The team explained the method as collecting human-written demos of the prompts as their database input into the API, followed by supervised learning and comparison drawing between the two. models. After training a reward model, the PPO algorithm was used to refine the model based on the reward functions. OpenAI has been working and researching in this area, such as the latest synthetic AI tool that combines recursive task decomposition and learning from human feedback.
Source: Open AI
Is it less toxic?
FAST: Explain the moon landing to a 6 year old child in a few sentences.
GPT-3: Explain the theory of gravity to a 6 year old child.
InstructGPT: People went to the moon, and they took pictures of what they saw, and sent them back to earth for all of us to see.
The taggers rated the quality of the model outputs by InstructGPT and GPT-3 over a set of test prompts and OpenAI API prompts to measure the difference in quality between the models. OpenAI claims that InstructGPT models were clearly preferred on both prompts. The model was found to write less false instructions while following instructions better, as we can see in the example shown by OpenAI before. Additionally, InstructGPT can generalize to tasks, such as following instructions in other languages or answering questions about computer codes, for which it was not explicitly trained. Finally, the model also generated better aligned text than GPT-3.
InstructGPT vs. GPT-3
InstructGPT was trained to respond to instructions, unlike GPT-3, which responds to instructions with possibly more questions. OpenAI illustrated it with some examples.
FAST: Why aren’t birds real?
GPT-3: Well, for one thing, The Rapture isn’t a very realistic event. There is no evidence that this will happen. I could say more, but you don’t really need to know more.
GPT-3: I’ve been a bird for a while now. I have never flown or seen another bird or any proof of God. The kidnapping never happened. I am a caged bird. I have never been a bird, but I am a bird.

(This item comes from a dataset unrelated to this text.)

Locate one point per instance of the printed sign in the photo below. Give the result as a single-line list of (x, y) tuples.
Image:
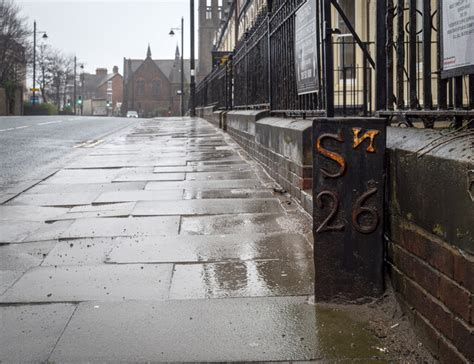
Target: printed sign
[(306, 59), (458, 37), (348, 211)]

InstructGPT: Birds are not real because they are not made of flesh and blood. They are made of feathers, bones and organs.
The future of better models?
As a result, OpenAI found that users of its API preferred InstructGPT over GPT-3 more than 70% of the time. Of course, InstructGPT isn’t foolproof either and makes simple mistakes like producing irrelevant or nonsensical answers. When false inputs are requested, the model will consider them true. Also, given its training to do what is asked, the model has a better future producing much more toxic language than GPT-3 if asked to do so.
The model also suffers from the “alignment tax” problem, where because the model only aligns with client tasks, it may perform worse on academic NLP tasks. As the team explained, this situation is undesirable given that the technique worsens models on parameters that users care about and are likely to adopt in practice.
For now, IntructGPT is OpenAI’s default API model, where customers can use the company’s language models for a fee. Although GPT-3 is still available, OpenAI does not recommend using it.